Adding the Teensy 3.1 board to the PteroDAQ data acquisition system only took a day of effort (see PteroDAQ supports Teensy 3.1), and it looks fairly straightforward to extend that support to the Teensy LC, which at $11.65 looks like the cheapest ARM development board available. The KL26Z chip on the Teensy LC is very similar in its capabilities to the KL25Z chip on the FRDM KL25Z boards that I’ve been using with PteroDAQ for the last couple of years, though the Teensy LC uses one with less RAM, so the boards may be more limited in handling bursts of high sampling rate.
I just ordered a Teensy LC board this morning (direct from the PJRC store) and will probably do the coding and testing for the board this weekend. I’m now leaning towards using the Teensy LC for the class, as it will provide a lower-cost option than the FRDM KL25Z boards, especially once the cost of headers is included (we can use the Teensy LC with mostly male headers and just a couple of small female headers, which cuts about $2/board off the price of the headers). The maximum sampling rate will be a little lower than on the Teensy 3.1, but PteroDAQ is currently more limited by the ability of the laptop to accept the data than by the board’s ability to generate it.
If I can figure out a good way to get the Teensyduino code onto a FRDM KL26Z board, I might be able to do some debugging even before the Teensy LC arrives, because I have a FRDM KL26Z board that I bought some time ago but never used. The Teensyduino uses the GCC ARM compiler, so I think all I’ll need to do is figure out where all the compilers, linkers, and format conversion routines are kept, and all the flags that get passed to them, and I should be able to get things in the right format for the MBED download firmware on the KL26Z board. Running the Arduino IDE with “verbose” output should provide all this information.
All the Teensy boards have their schematics online, so the pin mapping can be set up now. I’ll have to merge some of the code we wrote for the Teensy 3.1 and for the FRDM KL25Z boards to get the rest, after checking to see what registers are different between the KL25Z and the KL26Z. All the analog-to-digital conversion and timing is being done with bare-metal manipulation of the peripheral registers, to avoid the overhead of the APIs of the MBED, Arduino, or Teensyduino systems.
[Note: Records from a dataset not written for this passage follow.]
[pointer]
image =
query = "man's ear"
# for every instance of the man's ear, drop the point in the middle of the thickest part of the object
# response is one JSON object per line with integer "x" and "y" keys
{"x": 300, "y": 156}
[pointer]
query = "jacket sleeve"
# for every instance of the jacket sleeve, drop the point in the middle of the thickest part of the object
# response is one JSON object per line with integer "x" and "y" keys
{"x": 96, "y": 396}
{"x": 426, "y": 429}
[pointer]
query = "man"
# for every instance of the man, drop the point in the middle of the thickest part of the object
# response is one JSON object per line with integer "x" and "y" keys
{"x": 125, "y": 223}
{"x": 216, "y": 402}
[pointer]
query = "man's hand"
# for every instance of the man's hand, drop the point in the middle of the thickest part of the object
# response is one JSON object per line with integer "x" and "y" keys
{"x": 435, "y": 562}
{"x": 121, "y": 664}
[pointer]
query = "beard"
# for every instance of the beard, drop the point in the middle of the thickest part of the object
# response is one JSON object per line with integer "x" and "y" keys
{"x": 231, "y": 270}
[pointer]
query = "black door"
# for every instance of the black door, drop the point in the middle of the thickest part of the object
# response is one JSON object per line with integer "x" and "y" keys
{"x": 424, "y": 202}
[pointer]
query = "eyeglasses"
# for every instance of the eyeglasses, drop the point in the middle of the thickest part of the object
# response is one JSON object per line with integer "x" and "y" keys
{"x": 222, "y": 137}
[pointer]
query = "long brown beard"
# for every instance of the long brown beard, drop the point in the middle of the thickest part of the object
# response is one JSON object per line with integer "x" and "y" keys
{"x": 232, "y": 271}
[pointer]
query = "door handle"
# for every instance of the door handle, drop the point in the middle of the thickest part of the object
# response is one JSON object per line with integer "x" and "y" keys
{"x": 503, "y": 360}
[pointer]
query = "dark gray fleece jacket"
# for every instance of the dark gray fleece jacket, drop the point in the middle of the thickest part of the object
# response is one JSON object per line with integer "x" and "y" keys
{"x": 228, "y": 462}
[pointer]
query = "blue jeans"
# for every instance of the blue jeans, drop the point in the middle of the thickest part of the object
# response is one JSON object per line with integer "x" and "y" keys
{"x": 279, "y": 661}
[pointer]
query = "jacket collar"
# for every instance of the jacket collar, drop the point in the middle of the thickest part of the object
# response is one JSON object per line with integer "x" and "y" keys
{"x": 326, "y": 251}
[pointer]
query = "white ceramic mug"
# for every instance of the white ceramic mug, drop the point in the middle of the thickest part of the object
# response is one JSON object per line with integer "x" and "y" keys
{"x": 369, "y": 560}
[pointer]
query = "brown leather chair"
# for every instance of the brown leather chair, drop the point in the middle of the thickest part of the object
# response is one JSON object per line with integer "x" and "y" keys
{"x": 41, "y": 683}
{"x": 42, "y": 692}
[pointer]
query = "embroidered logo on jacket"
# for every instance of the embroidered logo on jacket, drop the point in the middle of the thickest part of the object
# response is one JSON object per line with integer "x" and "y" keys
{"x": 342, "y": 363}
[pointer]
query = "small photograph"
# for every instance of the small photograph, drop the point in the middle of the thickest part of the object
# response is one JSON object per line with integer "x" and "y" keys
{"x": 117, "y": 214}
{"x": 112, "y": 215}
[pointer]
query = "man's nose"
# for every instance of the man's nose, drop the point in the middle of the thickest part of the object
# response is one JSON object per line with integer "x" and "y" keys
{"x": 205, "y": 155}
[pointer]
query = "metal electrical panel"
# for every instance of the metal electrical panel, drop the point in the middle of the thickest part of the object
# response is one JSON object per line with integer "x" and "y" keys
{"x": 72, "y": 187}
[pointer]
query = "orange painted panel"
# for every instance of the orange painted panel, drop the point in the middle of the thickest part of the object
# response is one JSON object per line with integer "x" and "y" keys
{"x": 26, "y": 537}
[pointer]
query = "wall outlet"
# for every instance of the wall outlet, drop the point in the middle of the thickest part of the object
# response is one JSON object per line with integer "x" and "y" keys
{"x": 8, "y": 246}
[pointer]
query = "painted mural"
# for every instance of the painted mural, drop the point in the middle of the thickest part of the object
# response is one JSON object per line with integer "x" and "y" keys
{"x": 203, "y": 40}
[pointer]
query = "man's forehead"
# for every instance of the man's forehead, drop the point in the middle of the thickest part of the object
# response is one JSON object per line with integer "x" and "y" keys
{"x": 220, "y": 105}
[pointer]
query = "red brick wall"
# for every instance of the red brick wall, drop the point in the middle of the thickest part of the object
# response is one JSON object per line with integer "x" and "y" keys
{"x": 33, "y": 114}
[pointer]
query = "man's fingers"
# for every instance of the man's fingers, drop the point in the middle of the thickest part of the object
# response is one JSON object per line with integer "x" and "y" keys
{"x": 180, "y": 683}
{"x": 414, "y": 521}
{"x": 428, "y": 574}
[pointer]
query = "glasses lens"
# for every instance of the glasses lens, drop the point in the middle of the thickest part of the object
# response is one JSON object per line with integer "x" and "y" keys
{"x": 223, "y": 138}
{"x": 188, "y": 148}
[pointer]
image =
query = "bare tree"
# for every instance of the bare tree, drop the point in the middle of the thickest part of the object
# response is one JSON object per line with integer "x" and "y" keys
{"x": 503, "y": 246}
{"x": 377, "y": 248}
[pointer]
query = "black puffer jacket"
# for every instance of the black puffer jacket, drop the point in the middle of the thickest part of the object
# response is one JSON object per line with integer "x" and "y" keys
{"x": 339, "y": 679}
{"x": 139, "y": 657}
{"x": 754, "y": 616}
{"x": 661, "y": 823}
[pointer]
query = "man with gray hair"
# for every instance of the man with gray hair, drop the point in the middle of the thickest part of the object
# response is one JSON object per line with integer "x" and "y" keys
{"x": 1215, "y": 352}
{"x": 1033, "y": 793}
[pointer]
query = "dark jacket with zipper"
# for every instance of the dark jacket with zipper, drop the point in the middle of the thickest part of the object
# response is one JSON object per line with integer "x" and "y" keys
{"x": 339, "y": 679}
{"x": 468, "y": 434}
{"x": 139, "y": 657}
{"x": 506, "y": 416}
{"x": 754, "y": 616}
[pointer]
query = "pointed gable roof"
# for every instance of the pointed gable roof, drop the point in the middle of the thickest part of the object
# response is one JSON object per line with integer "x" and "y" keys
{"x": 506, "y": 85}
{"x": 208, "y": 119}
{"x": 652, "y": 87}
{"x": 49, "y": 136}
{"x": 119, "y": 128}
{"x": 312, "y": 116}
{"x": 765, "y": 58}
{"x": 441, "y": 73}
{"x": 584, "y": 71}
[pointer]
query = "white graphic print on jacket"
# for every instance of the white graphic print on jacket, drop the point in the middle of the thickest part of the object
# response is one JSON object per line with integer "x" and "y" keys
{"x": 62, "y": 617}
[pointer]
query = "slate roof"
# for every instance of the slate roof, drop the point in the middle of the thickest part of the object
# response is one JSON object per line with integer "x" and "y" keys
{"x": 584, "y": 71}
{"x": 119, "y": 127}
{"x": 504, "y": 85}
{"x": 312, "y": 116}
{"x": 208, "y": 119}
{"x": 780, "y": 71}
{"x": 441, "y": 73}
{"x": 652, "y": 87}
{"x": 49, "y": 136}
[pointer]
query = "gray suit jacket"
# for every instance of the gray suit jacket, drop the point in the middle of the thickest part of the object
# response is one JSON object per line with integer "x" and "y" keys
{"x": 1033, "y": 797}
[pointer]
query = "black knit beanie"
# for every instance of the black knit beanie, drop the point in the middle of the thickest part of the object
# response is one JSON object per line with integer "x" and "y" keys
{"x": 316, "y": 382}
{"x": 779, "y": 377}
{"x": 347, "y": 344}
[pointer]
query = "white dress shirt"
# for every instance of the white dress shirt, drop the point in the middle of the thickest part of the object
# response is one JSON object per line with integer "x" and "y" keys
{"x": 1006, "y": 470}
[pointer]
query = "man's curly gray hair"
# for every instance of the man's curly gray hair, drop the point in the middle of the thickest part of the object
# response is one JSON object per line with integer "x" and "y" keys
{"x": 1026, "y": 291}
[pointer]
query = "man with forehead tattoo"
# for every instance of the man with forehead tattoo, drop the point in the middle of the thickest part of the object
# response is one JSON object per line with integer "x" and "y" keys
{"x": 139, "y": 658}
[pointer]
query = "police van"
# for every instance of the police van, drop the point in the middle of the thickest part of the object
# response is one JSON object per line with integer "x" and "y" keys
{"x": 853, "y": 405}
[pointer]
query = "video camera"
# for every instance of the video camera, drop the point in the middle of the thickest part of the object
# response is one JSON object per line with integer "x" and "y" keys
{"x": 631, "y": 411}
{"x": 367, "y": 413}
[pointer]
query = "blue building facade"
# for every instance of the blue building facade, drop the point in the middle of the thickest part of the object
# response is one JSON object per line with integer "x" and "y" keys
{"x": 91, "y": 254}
I think that we may end up reusing (or modifying) the usb-serial code from the Teensy LC for the FRDM KL25Z board also, so that we can get rid of the use of MBED code. Moving code onto and off of the MBED site is a big pain, and it would be good to have everything compilable on the laptop without needing internet access. The MBED USB stack is about all we’re really using of the MBED code, and the Teensyduino USB stack seems to work as well (comparing Teensy 3.1 and FRDM KL25Z, which is not really a fair comparison).